Monday, April 1, 2013

Stupid Reflection Tricks

The game that I'm currently working on (based on parts of Box2D, Artemis, libGDX and a dash of RUBE for level design) employs reflection.  I've got custom properties defined for various bodies, fixtures, and joints in RUBE.  Some of these custom properties are strings that are interpreted as classes for instantiation at run-time via Java reflection.  For example, I have eggs in the game that have a custom property "PreSolverScript".  This field is defined with EggImpact.  EggImpact is a Java class that defines what happens when the related fixture is detected for the Box2D presolver.  This class checks the velocity of the egg object just before impact.  If the velocity is great enough, the egg receives damage and potentially breaks.
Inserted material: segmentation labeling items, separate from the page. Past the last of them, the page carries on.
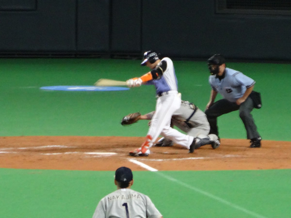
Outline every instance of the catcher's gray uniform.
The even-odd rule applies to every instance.
[[[101,200],[93,218],[162,217],[148,196],[130,188],[121,188]]]
[[[146,114],[148,119],[154,113]],[[216,148],[220,144],[216,135],[209,135],[210,125],[204,112],[189,101],[181,101],[180,108],[174,113],[171,121],[172,125],[196,139],[195,148],[209,144],[211,144],[213,148]],[[165,138],[159,141],[162,141],[163,145],[162,146],[173,144],[171,135],[163,134],[162,132],[161,135]]]

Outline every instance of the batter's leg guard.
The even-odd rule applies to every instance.
[[[146,136],[146,141],[142,145],[142,153],[146,154],[149,148],[152,146],[153,143],[151,142],[152,140],[152,138],[149,135]]]

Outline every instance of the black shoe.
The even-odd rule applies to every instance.
[[[252,139],[250,142],[251,142],[250,148],[260,148],[260,141],[262,138],[260,137]]]
[[[215,140],[211,142],[210,144],[213,149],[216,149],[220,145],[220,141],[219,140]]]
[[[189,148],[189,153],[193,153],[194,152],[195,149],[195,145],[196,145],[196,138],[194,138],[192,141],[192,143],[190,145],[190,148]]]

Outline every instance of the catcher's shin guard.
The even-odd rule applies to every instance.
[[[132,156],[147,156],[148,155],[149,155],[149,149],[147,149],[145,153],[142,153],[141,147],[129,152],[129,155]]]

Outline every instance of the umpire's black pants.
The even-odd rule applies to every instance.
[[[215,134],[218,136],[217,117],[223,114],[235,110],[240,110],[240,117],[242,121],[246,130],[247,139],[252,139],[259,137],[257,130],[257,126],[251,112],[254,109],[254,103],[250,97],[239,106],[235,102],[231,102],[226,99],[221,99],[214,102],[205,111],[207,119],[210,125],[210,134]]]

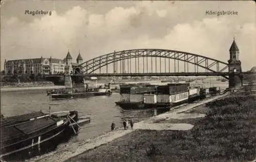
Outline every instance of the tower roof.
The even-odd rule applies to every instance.
[[[76,58],[77,60],[82,60],[82,56],[81,56],[81,55],[80,54],[80,52],[78,54],[78,56],[77,56],[77,58]]]
[[[237,45],[237,43],[236,43],[236,41],[234,41],[234,39],[233,41],[233,43],[232,43],[232,45],[231,45],[230,49],[229,49],[229,51],[239,51],[239,49]]]
[[[68,54],[67,54],[67,56],[66,57],[66,59],[72,59],[72,57],[71,57],[71,55],[70,55],[70,53],[69,53],[69,52],[68,52]]]

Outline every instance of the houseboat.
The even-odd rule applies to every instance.
[[[7,118],[2,117],[1,159],[28,154],[44,147],[47,148],[70,138],[77,133],[78,121],[76,111],[49,113],[38,111]]]
[[[188,97],[186,85],[148,86],[147,90],[144,91],[130,90],[125,92],[123,88],[120,87],[120,101],[116,102],[123,110],[165,108],[185,102]]]
[[[170,108],[204,99],[209,94],[208,89],[191,88],[189,83],[186,83],[155,86],[151,87],[151,90],[144,91],[131,90],[135,88],[136,88],[120,87],[120,99],[115,103],[122,109]]]

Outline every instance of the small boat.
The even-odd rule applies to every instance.
[[[7,118],[1,116],[0,157],[33,152],[45,143],[48,147],[70,137],[77,133],[78,119],[76,111],[49,113],[38,111]],[[78,127],[74,127],[74,123]]]

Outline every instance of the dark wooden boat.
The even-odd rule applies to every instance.
[[[76,134],[77,129],[70,124],[77,123],[78,118],[76,111],[48,114],[39,111],[1,118],[1,158],[28,152],[35,146],[39,148],[49,141]]]
[[[49,96],[52,100],[61,100],[82,98],[95,96],[110,96],[112,94],[111,89],[109,88],[99,88],[91,91],[86,90],[81,92],[75,92],[74,91],[74,90],[72,89],[63,93],[50,94]]]

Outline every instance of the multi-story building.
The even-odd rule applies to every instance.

The script references are resolved at run-time through the use of Java reflection.  Doing reflection with simple Java constructors is fairly simple.  It gets somewhat tricky when you have to worry about parameters.  Here's an example of my code that does reflection with parameterized script strings.  If parameters for a script exist, they appear as comma-separated values following the script name.

In the example below, preSolverProperty is a string containing the custom property for the string.

            String [] parms = preSolverProperty.split(",");
            IPreSolverScript preSolverScript;
            if (parms.length > 1)
               preSolverScript = (IPreSolverScript)Class.forName(ScriptConstants.SCRIPT_PACKAGE_NAME + parms[0]).getConstructor(String[].class).newInstance((Object)parms);
               preSolverScript = (IPreSolverScript)Class.forName(ScriptConstants.SCRIPT_PACKAGE_NAME + preSolverProperty).newInstance();

The sticking part for me was casting parms to (Object).  Without this I got a invalid number of parameters error at run-time.